Riverkeeper, intern take a ‘creekwalk’

Environmental, Neuse River Watershed, Sound Rivers, Water Quality

Posted on October 19th, 2023

Neuse Riverkeeper Samantha Krop and water-quality intern Maya Hardison mid-"creek walk."

On Monday, Neuse Riverkeeper Samantha Krop and water-quality intern Maya Hardison donned waders and took a walking tour of an urban waterway.

“Maya and I walked a segment of Little Rock Creek from Chavis Park downstream, to assess the health of the creek and identify possible sources of bacteria pollution,” Sam said. “We were overwhelmed by how much trash was in the creek, that had washed down from the roads and nearby neighborhoods. It really hammered home for us how much stormwater runoff is an issue in urban areas, and how much we collectively have to deal with this trash problem as urban communities.”

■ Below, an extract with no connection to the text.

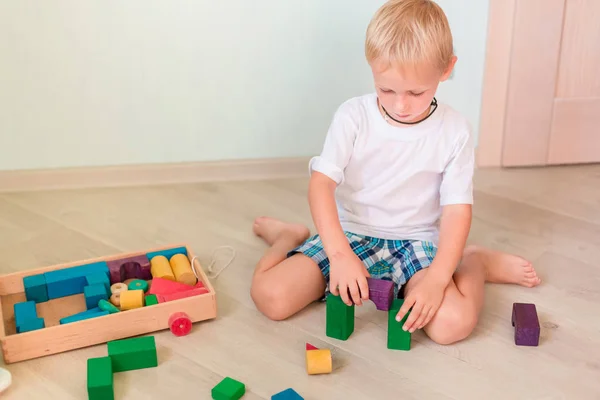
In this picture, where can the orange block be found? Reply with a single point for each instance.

Runoff from urban streets and parking lots washes plenty of trash into Little Rock Creek.

Little Rock Creek is a tributary of Walnut Creek and flows through the grounds of the Walnut Creek Wetland Center. Walnut Creek recently received recognition as a federal urban waterway, which means that more money and resources will be available to care for it. It also runs through a historically low income, and predominantly black community, in an especially flood-prone part of the watershed.

By walking the creek, Sam and Maya were able to access parts of Little Rock Creek normally not accessible. What they found was plenty of exposed, defunct sewer infrastructure, and even a broken pipe, tumbling into the creek. Sam said the find points to the importance of infrastructure updates

“We are thankful that some major sewer-line upgrades are currently underway in this area,” she said. “This sort of ‘creekwalk’ is an excellent way for us to get to know the places that we work, and to get a better sense of pollution sources happening in the Stream. We also had the opportunity to connect with some neighbors when we were walking in and around the creek, and folks expressed to us that they were thankful we were looking out for the local waterway.”

Water-quality intern Maya Hardison takes a turbidity sample in Little Rock Creek.